St. Joseph’s Hospital. Black Press file photo

Supreme Court orders review for Island hospital pharmacist case

Issue over Human Rights Tribunal focused on how quickly complaints were filed

A B.C. Supreme Court justice is allowing a review of a B.C. Human Rights Tribunal decision involving an employee who made complaints against two Island Health hospitals, including St. Joseph’s Hospital.

The complainant, Homa Safaei, made two separate complaints, one against Island Health – then the Vancouver Island Health Authority – in November 2016 and a second against the health authority as well as the Hospital Employees Union in September 2017.

The key matter in both cases that led the B.C. Human Rights Tribunal to dismiss Safaei’s complaints was the length of time between when the alleged incidents occurred and her filing the complaints – specifically outside the six-month window in which complainants are supposed to launch a complaint.

“The central questions in this case concern the tribunal’s exercise of its discretion to accept a late-filed complaint and the court’s exercise of its discretion to accept a late-filed judicial review application,” Justice Nitya Iyer wrote in her Sept. 23 decision.

Iyer granted the petition for a review of the tribunal’s decision for the first complaint but dismissed the request for the second decision. Specifically, she granted the review in order for the tribunal to consider a new allegation from May 26, 2016, which fell within the six-month window of the first complaint.

There is no reference to the May 26 incident in the first HRT decision, only that the complainant went on stress leave the following day before being dismissed in June.

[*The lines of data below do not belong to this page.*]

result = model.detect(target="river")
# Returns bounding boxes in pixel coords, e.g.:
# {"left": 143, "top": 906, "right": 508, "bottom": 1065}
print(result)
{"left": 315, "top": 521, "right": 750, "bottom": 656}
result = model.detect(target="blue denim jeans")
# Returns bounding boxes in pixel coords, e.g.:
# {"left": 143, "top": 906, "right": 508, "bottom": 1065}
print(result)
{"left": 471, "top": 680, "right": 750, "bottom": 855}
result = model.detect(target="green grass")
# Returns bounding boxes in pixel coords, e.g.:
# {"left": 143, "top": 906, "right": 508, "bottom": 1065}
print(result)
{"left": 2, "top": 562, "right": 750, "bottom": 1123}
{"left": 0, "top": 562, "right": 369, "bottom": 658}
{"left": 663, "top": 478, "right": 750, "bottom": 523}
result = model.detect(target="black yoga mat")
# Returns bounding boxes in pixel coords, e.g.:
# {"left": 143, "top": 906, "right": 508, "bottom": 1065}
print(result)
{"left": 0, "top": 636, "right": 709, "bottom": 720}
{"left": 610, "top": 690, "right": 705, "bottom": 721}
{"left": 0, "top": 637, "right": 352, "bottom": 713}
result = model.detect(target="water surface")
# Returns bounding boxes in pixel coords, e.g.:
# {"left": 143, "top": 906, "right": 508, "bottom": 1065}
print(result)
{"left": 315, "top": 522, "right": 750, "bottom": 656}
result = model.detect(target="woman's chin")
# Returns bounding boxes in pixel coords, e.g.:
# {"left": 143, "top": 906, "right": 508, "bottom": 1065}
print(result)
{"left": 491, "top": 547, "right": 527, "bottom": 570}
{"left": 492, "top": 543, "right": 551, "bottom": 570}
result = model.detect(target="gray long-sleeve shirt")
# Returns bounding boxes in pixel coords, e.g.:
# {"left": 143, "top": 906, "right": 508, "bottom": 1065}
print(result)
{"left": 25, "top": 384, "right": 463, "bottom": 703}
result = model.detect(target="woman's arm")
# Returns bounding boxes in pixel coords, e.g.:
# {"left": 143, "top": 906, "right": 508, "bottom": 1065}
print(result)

“The first decision does not refer at all to the May 26 allegation,” Iyer wrote. “The omission is significant.”

In her decision, Justice Iyer noted the complaint of a co-worker belittling Safaei’s credentials from her home country. She is from Iran and is a Muslim. In this case, the co-worker allegedly accused her of coming here and taking other people’s jobs. Over the two complaints, Safaei makes a number of allegations including being made to feel unwelcome on Vancouver Island and that she would lose her job if she filed a human rights complaint.

As far as the other reasons for her delay in filing with the tribunal, Safaei noted a number of reasons for a delay in filing, including a wish to rectify the matter through other avenues, such as a union grievance or WorkSafeBC. She also alluded to mental health issues related to the stress of working in the environment as a factor.

The Supreme Court decision notes Safaei had worked as a pharmacy assistant for the health authority at the two hospitals. She worked in the Comox Valley between November 2015 and the end of January 2016, then worked at Cowichan District Hospital from Feb. 26 to June 6, 2016, and she was let go within the probationary periods at each. In the first HRT decision, she described a history of mistreatment at work. The specific incidents cited in the two HRT decisions occurred during the spring of 2016, when she was working at the Cowichan facility.